Optimizer (최적화 함수): torch.optim.Adam
- Adam은 효율적이고 일반적으로 좋은 성능을 내는 최적화 알고리즘으로, learning_rate와 weight_decay를 적용하여 모델의 가중치를 업데이트
Loss Function (손실 함수): torch.nn.CrossEntropyLoss
- 다중 클래스 분류 문제에 표준적으로 사용되는 손실 함수
- 모델의 예측 값과 실제 레이블 간의 차이를 계산하여 손실(loss)을 측정

1. FNN (Feedforward Neural Network) - 기본 모델

그래프의 연결 구조(인용 관계)는 무시
오직 각 논문이 가진 특징(단어 정보)만을 이용해 분야를 분류하는 기본 신경망
성능 비교를 위한 베이스라인 모델 역할

class FNN(torch.nn.Module):
    def __init__(self, graph, hid_dim):
        super(FNN, self).__init__()
        self.lin0 = torch.nn.Linear(graph.num_node_features, hid_dim)
        self.lin1 = torch.nn.Linear(hid_dim, graph.num_classes)

    def forward(self, graph):
        x = self.lin0(graph.x)
        x = F.relu(x)
        x = F.dropout(x, p=dropout, training=self.training)
        x = self.lin1(x)
        return x

modelFNN = FNN(graph, hid_dim)
print(modelFNN)
optimizerFNN = torch.optim.Adam(modelFNN.parameters(), lr=learning_rate, weight_decay=weight_decay)
loss_function = torch.nn.CrossEntropyLoss()

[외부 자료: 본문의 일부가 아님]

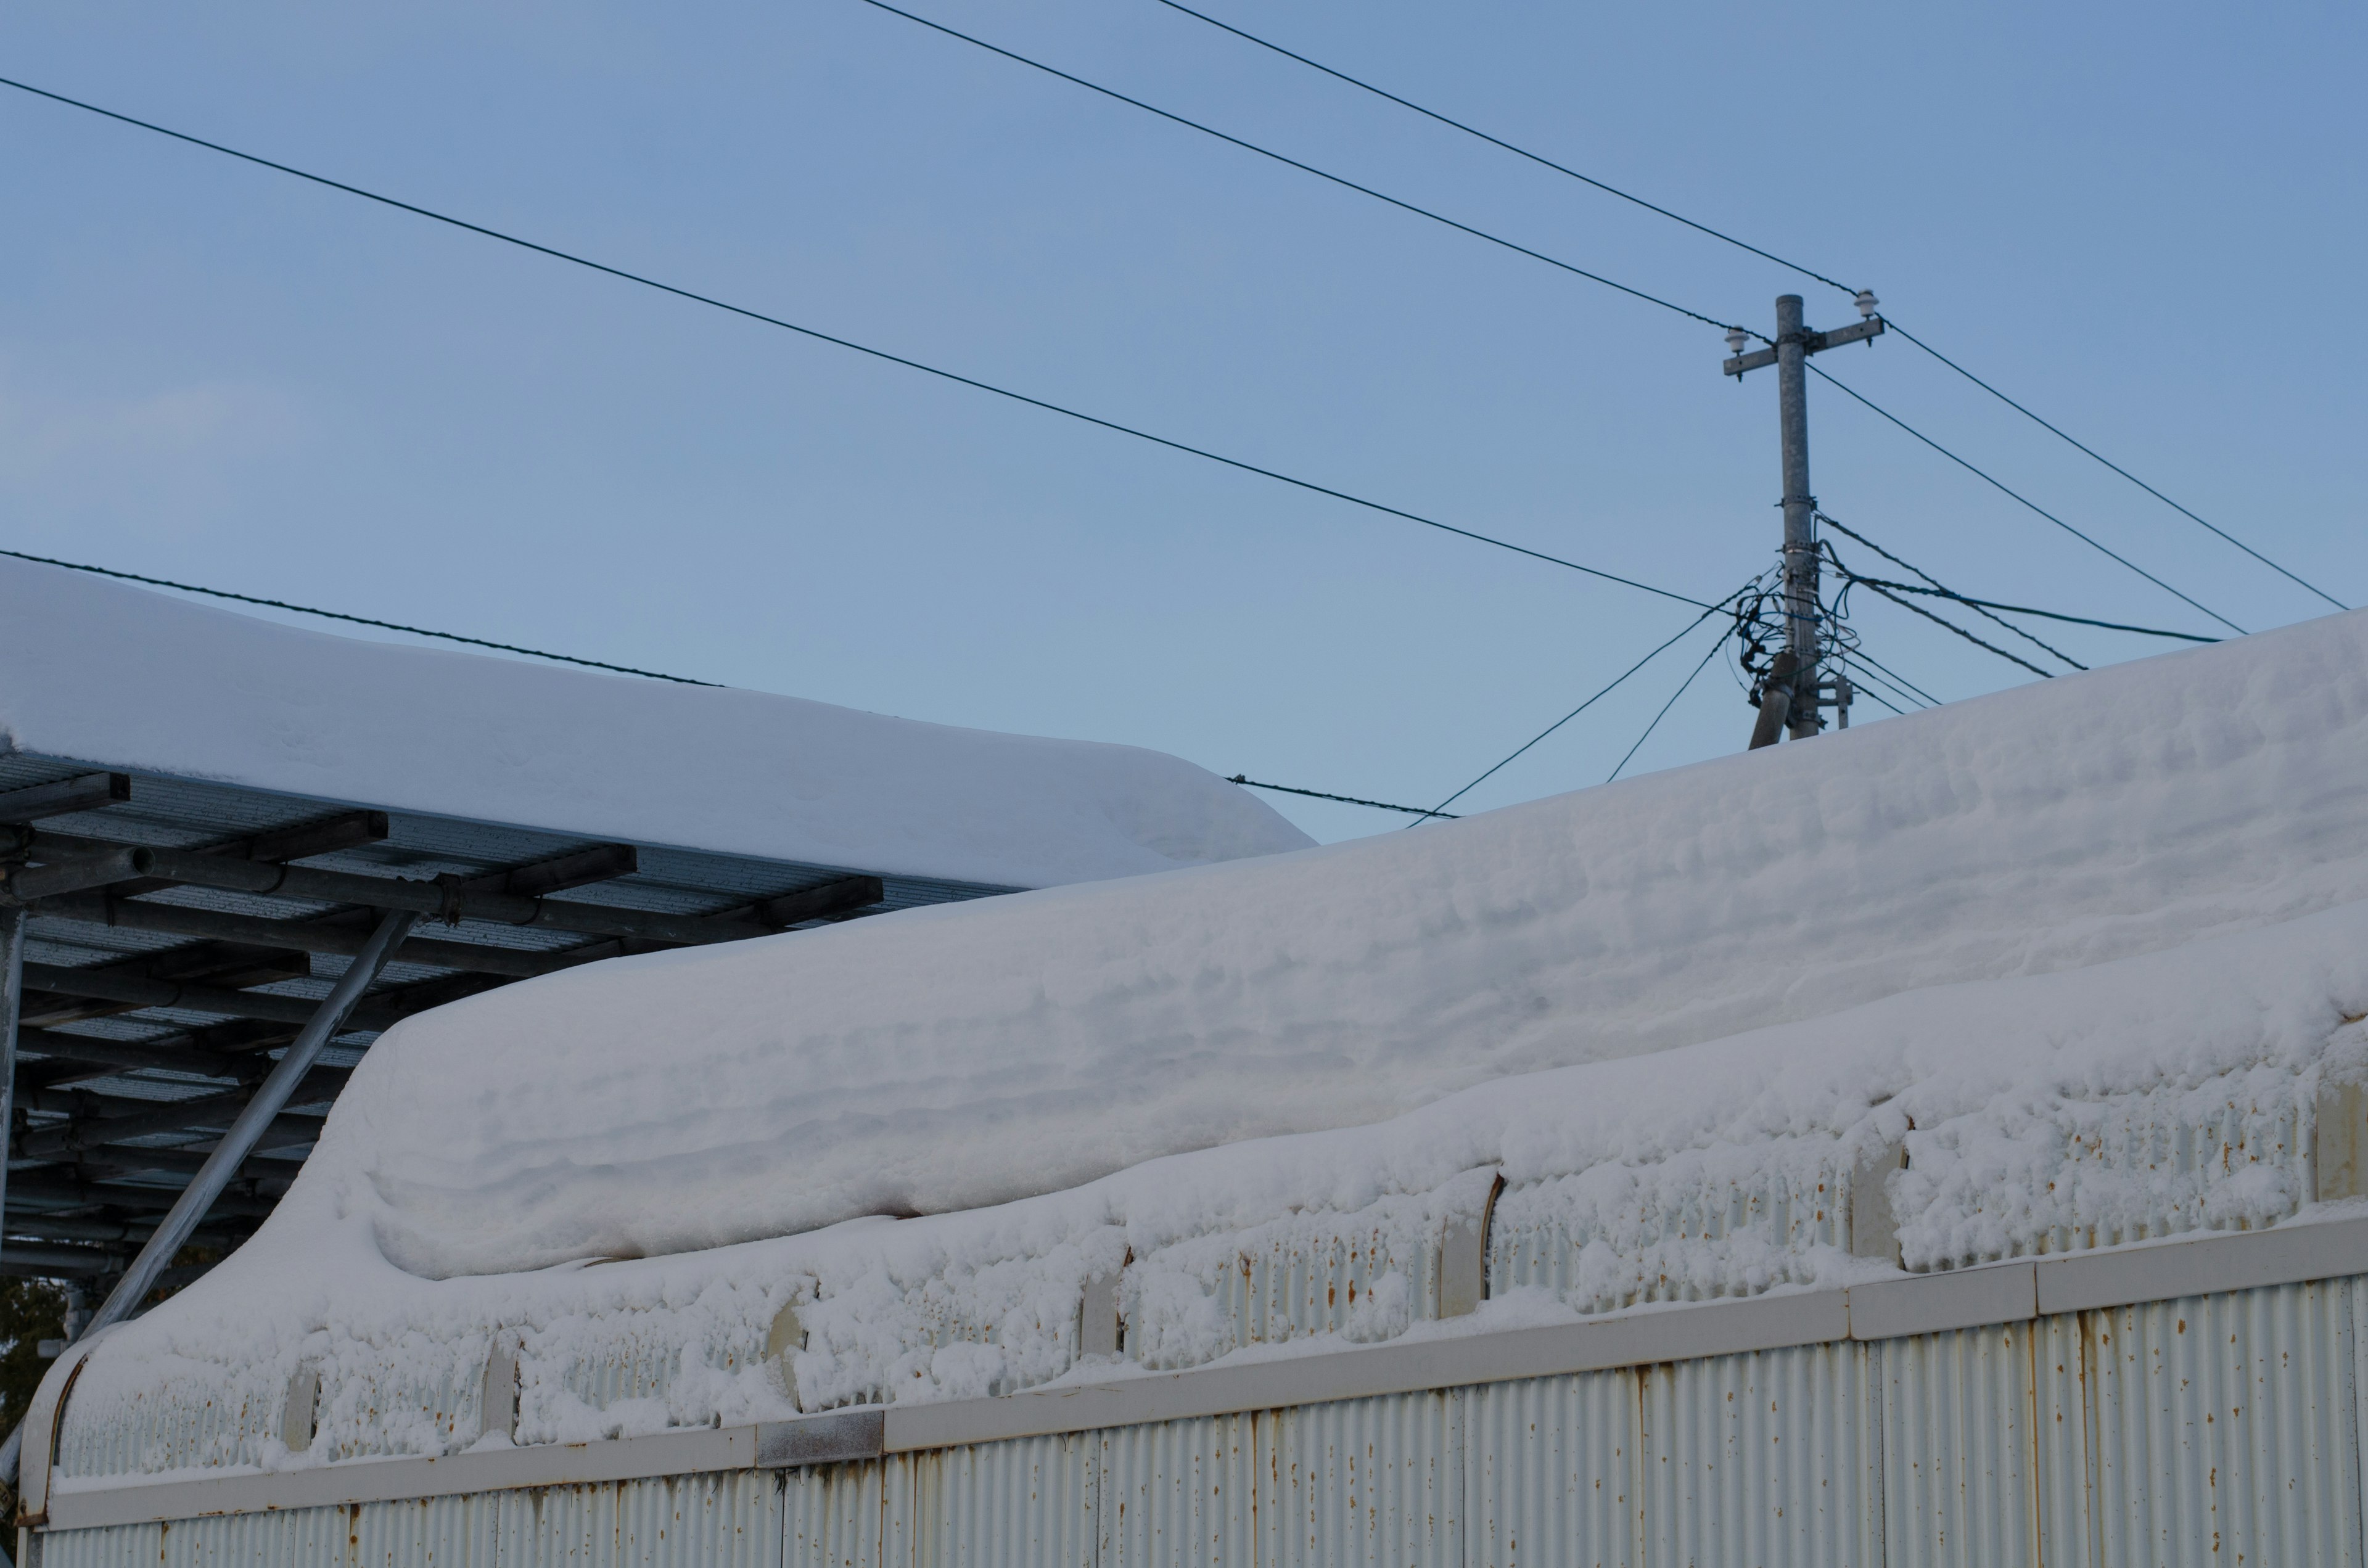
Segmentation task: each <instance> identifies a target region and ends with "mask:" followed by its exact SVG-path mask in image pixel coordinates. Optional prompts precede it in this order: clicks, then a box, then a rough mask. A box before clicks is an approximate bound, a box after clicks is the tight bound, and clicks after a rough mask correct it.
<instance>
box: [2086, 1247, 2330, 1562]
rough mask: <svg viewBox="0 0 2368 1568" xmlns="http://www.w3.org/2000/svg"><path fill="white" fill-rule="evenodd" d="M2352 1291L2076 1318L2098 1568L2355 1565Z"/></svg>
mask: <svg viewBox="0 0 2368 1568" xmlns="http://www.w3.org/2000/svg"><path fill="white" fill-rule="evenodd" d="M2354 1289H2359V1281H2330V1284H2309V1286H2276V1289H2261V1291H2238V1293H2228V1296H2190V1298H2183V1300H2167V1303H2153V1305H2143V1307H2117V1310H2110V1312H2086V1315H2081V1331H2084V1338H2081V1348H2084V1364H2086V1369H2089V1442H2091V1454H2093V1497H2096V1518H2098V1535H2100V1544H2103V1561H2105V1563H2247V1566H2250V1563H2266V1566H2271V1568H2273V1566H2278V1563H2356V1561H2361V1532H2359V1530H2361V1525H2359V1509H2361V1483H2359V1409H2356V1395H2354V1341H2351V1300H2349V1296H2351V1291H2354Z"/></svg>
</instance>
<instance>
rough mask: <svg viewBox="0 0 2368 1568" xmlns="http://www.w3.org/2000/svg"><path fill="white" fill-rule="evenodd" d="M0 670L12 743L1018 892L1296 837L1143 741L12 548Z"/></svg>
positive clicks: (696, 847)
mask: <svg viewBox="0 0 2368 1568" xmlns="http://www.w3.org/2000/svg"><path fill="white" fill-rule="evenodd" d="M0 668H5V670H7V680H5V682H0V737H5V739H7V741H9V744H12V748H14V751H26V753H38V756H52V758H69V760H78V763H92V765H99V767H126V770H152V772H166V775H182V777H199V779H223V782H230V784H246V786H253V789H270V791H282V793H294V796H310V798H320V801H353V803H365V805H381V808H395V810H412V812H429V815H445V817H471V820H478V822H504V824H514V827H540V829H554V831H564V834H585V836H599V838H625V841H635V843H663V846H675V848H696V850H720V853H729V855H765V857H774V860H796V862H805V865H824V867H848V869H857V872H874V874H893V876H933V879H950V881H978V883H992V886H1021V888H1044V886H1058V883H1073V881H1096V879H1103V876H1134V874H1141V872H1167V869H1175V867H1184V865H1205V862H1215V860H1236V857H1243V855H1267V853H1274V850H1295V848H1305V846H1307V843H1310V838H1307V836H1305V834H1300V831H1298V829H1295V827H1291V824H1288V822H1283V820H1281V817H1279V815H1274V810H1269V808H1267V805H1265V803H1260V801H1257V798H1253V796H1250V793H1248V791H1246V789H1238V786H1234V784H1227V782H1224V779H1220V777H1215V775H1210V772H1205V770H1201V767H1193V765H1191V763H1184V760H1177V758H1172V756H1163V753H1158V751H1141V748H1137V746H1101V744H1092V741H1049V739H1032V737H1021V734H992V732H985V730H954V727H947V725H924V722H914V720H902V718H886V715H879V713H857V711H852V708H834V706H829V703H815V701H800V699H796V696H765V694H760V692H727V689H710V687H684V685H670V682H658V680H639V677H630V675H604V673H597V670H568V668H554V666H540V663H519V661H509V658H488V656H478V654H448V651H440V649H417V647H395V644H384V642H360V640H353V637H329V635H322V632H308V630H296V628H287V625H277V623H270V621H256V618H251V616H234V613H225V611H218V609H208V606H201V604H189V602H187V599H173V597H166V595H154V592H144V590H137V587H123V585H118V583H104V580H97V578H90V576H85V573H76V571H62V568H57V566H36V564H26V561H12V559H0Z"/></svg>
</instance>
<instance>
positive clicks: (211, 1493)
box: [47, 1220, 2368, 1530]
mask: <svg viewBox="0 0 2368 1568" xmlns="http://www.w3.org/2000/svg"><path fill="white" fill-rule="evenodd" d="M2347 1274H2368V1220H2316V1222H2314V1220H2306V1222H2299V1225H2292V1222H2290V1225H2283V1227H2276V1229H2266V1232H2240V1234H2228V1236H2202V1239H2183V1241H2160V1244H2141V1246H2126V1248H2112V1251H2100V1253H2077V1255H2063V1258H2039V1260H2027V1258H2025V1260H2010V1262H1996V1265H1984V1267H1968V1270H1951V1272H1944V1274H1923V1277H1913V1279H1885V1281H1873V1284H1861V1286H1849V1289H1842V1291H1802V1293H1778V1296H1759V1298H1752V1300H1719V1303H1695V1305H1677V1307H1641V1310H1632V1312H1620V1315H1610V1317H1601V1319H1589V1322H1577V1324H1553V1326H1546V1329H1504V1331H1485V1334H1466V1336H1447V1338H1426V1341H1416V1343H1395V1345H1371V1348H1359V1350H1331V1352H1317V1355H1283V1357H1272V1360H1257V1362H1243V1364H1234V1367H1201V1369H1189V1371H1172V1374H1146V1376H1127V1379H1118V1381H1111V1383H1073V1386H1061V1388H1035V1390H1023V1393H1011V1395H995V1397H985V1400H950V1402H942V1405H890V1407H886V1409H881V1407H864V1409H845V1412H826V1414H817V1416H803V1419H796V1421H770V1424H765V1426H727V1428H701V1431H670V1433H651V1435H642V1438H613V1440H606V1442H571V1445H535V1447H509V1450H478V1452H464V1454H450V1457H445V1459H362V1461H346V1464H324V1466H310V1469H301V1471H279V1473H244V1476H220V1478H192V1480H147V1483H126V1485H66V1487H54V1485H52V1487H50V1497H47V1504H50V1506H47V1528H50V1530H88V1528H102V1525H123V1523H152V1521H173V1518H204V1516H213V1514H270V1511H287V1509H317V1506H346V1504H362V1502H398V1499H414V1497H450V1495H459V1492H497V1490H516V1487H545V1485H585V1483H609V1480H642V1478H656V1476H689V1473H708V1471H746V1469H765V1466H767V1464H770V1466H784V1464H786V1466H796V1464H836V1461H850V1459H871V1457H879V1454H897V1452H924V1450H942V1447H964V1445H973V1442H1002V1440H1011V1438H1037V1435H1056V1433H1080V1431H1096V1428H1108V1426H1144V1424H1158V1421H1179V1419H1193V1416H1212V1414H1243V1412H1260V1409H1281V1407H1293V1405H1326V1402H1336V1400H1359V1397H1376V1395H1390V1393H1411V1390H1426V1388H1468V1386H1475V1383H1506V1381H1520V1379H1537V1376H1556V1374H1572V1371H1613V1369H1622V1367H1650V1364H1660V1362H1686V1360H1703V1357H1714V1355H1740V1352H1750V1350H1785V1348H1795V1345H1826V1343H1847V1341H1883V1338H1909V1336H1920V1334H1944V1331H1951V1329H1977V1326H1991V1324H2010V1322H2029V1319H2032V1317H2046V1315H2058V1312H2086V1310H2110V1307H2122V1305H2138V1303H2148V1300H2179V1298H2186V1296H2212V1293H2224V1291H2245V1289H2261V1286H2280V1284H2304V1281H2316V1279H2340V1277H2347Z"/></svg>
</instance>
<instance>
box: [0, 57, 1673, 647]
mask: <svg viewBox="0 0 2368 1568" xmlns="http://www.w3.org/2000/svg"><path fill="white" fill-rule="evenodd" d="M0 88H17V90H19V92H31V95H33V97H45V99H50V102H54V104H66V107H69V109H83V111H88V114H97V116H104V118H111V121H118V123H123V126H135V128H140V130H152V133H156V135H163V137H173V140H175V142H187V144H192V147H204V149H206V152H218V154H223V156H230V159H239V161H244V163H256V166H258V168H270V171H275V173H284V175H294V178H298V180H310V182H313V185H324V187H329V189H336V192H346V194H348V197H360V199H365V201H377V204H379V206H391V208H395V211H403V213H412V216H414V218H429V220H433V223H443V225H450V227H457V230H466V232H471V234H483V237H485V239H500V242H502V244H514V246H519V249H521V251H533V253H538V256H549V258H552V261H566V263H571V265H578V268H585V270H592V272H601V275H606V277H616V279H623V282H630V284H642V287H644V289H656V291H661V294H673V296H675V298H687V301H691V303H694V306H708V308H713V310H725V313H729V315H739V317H746V320H751V322H762V324H765V327H779V329H784V332H796V334H798V336H807V339H815V341H817V343H831V346H834V348H850V351H855V353H862V355H869V358H874V360H883V362H888V365H902V367H905V369H919V372H921V374H928V377H938V379H940V381H954V384H957V386H969V388H976V391H983V393H995V396H997V398H1009V400H1011V403H1025V405H1028V407H1040V410H1044V412H1049V415H1061V417H1066V419H1077V422H1080V424H1092V426H1099V429H1106V431H1115V433H1120V436H1132V438H1134V441H1148V443H1151V445H1163V448H1167V450H1172V452H1184V455H1189V457H1201V460H1205V462H1215V464H1222V467H1227V469H1238V471H1243V474H1257V476H1260V478H1272V481H1276V483H1286V486H1293V488H1298V490H1310V493H1314V495H1328V497H1333V500H1343V502H1347V505H1352V507H1364V509H1366V512H1381V514H1385V516H1397V519H1404V521H1409V523H1421V526H1423V528H1437V531H1440V533H1454V535H1456V538H1466V540H1473V542H1478V545H1494V547H1497V550H1511V552H1513V554H1525V557H1530V559H1532V561H1546V564H1549V566H1568V568H1570V571H1579V573H1587V576H1589V578H1603V580H1606V583H1620V585H1622V587H1634V590H1639V592H1648V595H1658V597H1662V599H1677V602H1679V604H1693V606H1700V604H1703V602H1700V599H1695V597H1693V595H1679V592H1672V590H1667V587H1653V585H1650V583H1639V580H1634V578H1622V576H1620V573H1613V571H1598V568H1594V566H1582V564H1577V561H1570V559H1563V557H1558V554H1546V552H1544V550H1530V547H1527V545H1513V542H1511V540H1499V538H1492V535H1487V533H1475V531H1471V528H1456V526H1454V523H1442V521H1440V519H1435V516H1423V514H1418V512H1407V509H1402V507H1388V505H1383V502H1378V500H1366V497H1362V495H1350V493H1347V490H1336V488H1331V486H1319V483H1314V481H1312V478H1293V476H1291V474H1281V471H1276V469H1262V467H1257V464H1255V462H1243V460H1238V457H1227V455H1222V452H1210V450H1208V448H1196V445H1189V443H1184V441H1170V438H1167V436H1153V433H1151V431H1144V429H1137V426H1132V424H1120V422H1115V419H1103V417H1099V415H1087V412H1082V410H1075V407H1066V405H1061V403H1047V400H1044V398H1030V396H1028V393H1018V391H1011V388H1009V386H995V384H992V381H980V379H976V377H964V374H959V372H952V369H940V367H935V365H926V362H921V360H909V358H905V355H900V353H888V351H886V348H871V346H869V343H857V341H855V339H843V336H834V334H829V332H822V329H817V327H800V324H798V322H786V320H781V317H779V315H765V313H762V310H751V308H746V306H734V303H729V301H720V298H715V296H710V294H696V291H691V289H677V287H675V284H668V282H658V279H656V277H644V275H642V272H628V270H625V268H611V265H609V263H604V261H592V258H587V256H578V253H573V251H561V249H554V246H547V244H538V242H533V239H521V237H516V234H504V232H502V230H490V227H485V225H481V223H469V220H464V218H452V216H445V213H438V211H431V208H426V206H414V204H410V201H398V199H395V197H381V194H379V192H372V189H362V187H360V185H346V182H343V180H332V178H327V175H315V173H308V171H303V168H294V166H289V163H275V161H272V159H263V156H256V154H251V152H239V149H237V147H225V144H220V142H208V140H204V137H197V135H189V133H185V130H170V128H166V126H156V123H149V121H142V118H133V116H128V114H116V111H114V109H102V107H97V104H85V102H83V99H78V97H66V95H62V92H50V90H45V88H33V85H28V83H21V81H12V78H7V76H0ZM1672 308H1674V306H1672ZM1703 320H1707V317H1703Z"/></svg>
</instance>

# loss 함수는 뭘 쓸건지, optimizer는 뭐를 쓸건지
# FNN
modelFNN.train()
losses = []
for epoch in range(epochs):
    optimizerFNN.zero_grad()
    out = modelFNN(graph)
    loss = loss_function(out[graph.train_mask], graph.y[graph.train_mask])
    loss.backward()
    optimizerFNN.step()
    losses.append(loss.item())

plt.figure(figsize=(12,8))
plt.title('FNN')
plt.xlabel('Epochs')
plt.ylabel('Loss')
losses_np = np.array(losses)
epoch_range = np.arange(1, epochs+1)
plt.plot(epoch_range, losses_np, color='blue', label='loss')
plt.legend()
plt.show()

modelFNN.eval()
with torch.no_grad():
    out = modelFNN(graph)
    pred = out.argmax(dim=1)
    test_correct = pred[graph.test_mask] == graph.y[graph.test_mask]
    test_acc = int(test_correct.sum()) / int(graph.test_mask.sum())
    print(f'Accuracy(FNN): {test_acc:.4f}')
    
# Accuracy(FNN): 0.7768

2. GCN (Graph Convolutional Network) - 그래프 구조 활용

그래프 구조를 활용하는 대표적인 모델
각 노드의 정보를 업데이트할 때, 해당 노드의 이웃 노드들의 특징을 평균내어 집계
이를 통해 노드 간의 관계성을 학습에 반영

# G => GCN => relu -> dropout -> GCN -> relu -> Softmax
class MyGCN(torch.nn.Module):
    def __init__(self, graph, hid_dim):
        super(MyGCN, self).__init__()
        self.conv1 = GCNConv(graph.num_node_features, hid_dim)
        self.conv2 = GCNConv(hid_dim, hid_dim)
        self.out = Linear(hid_dim, graph.num_classes)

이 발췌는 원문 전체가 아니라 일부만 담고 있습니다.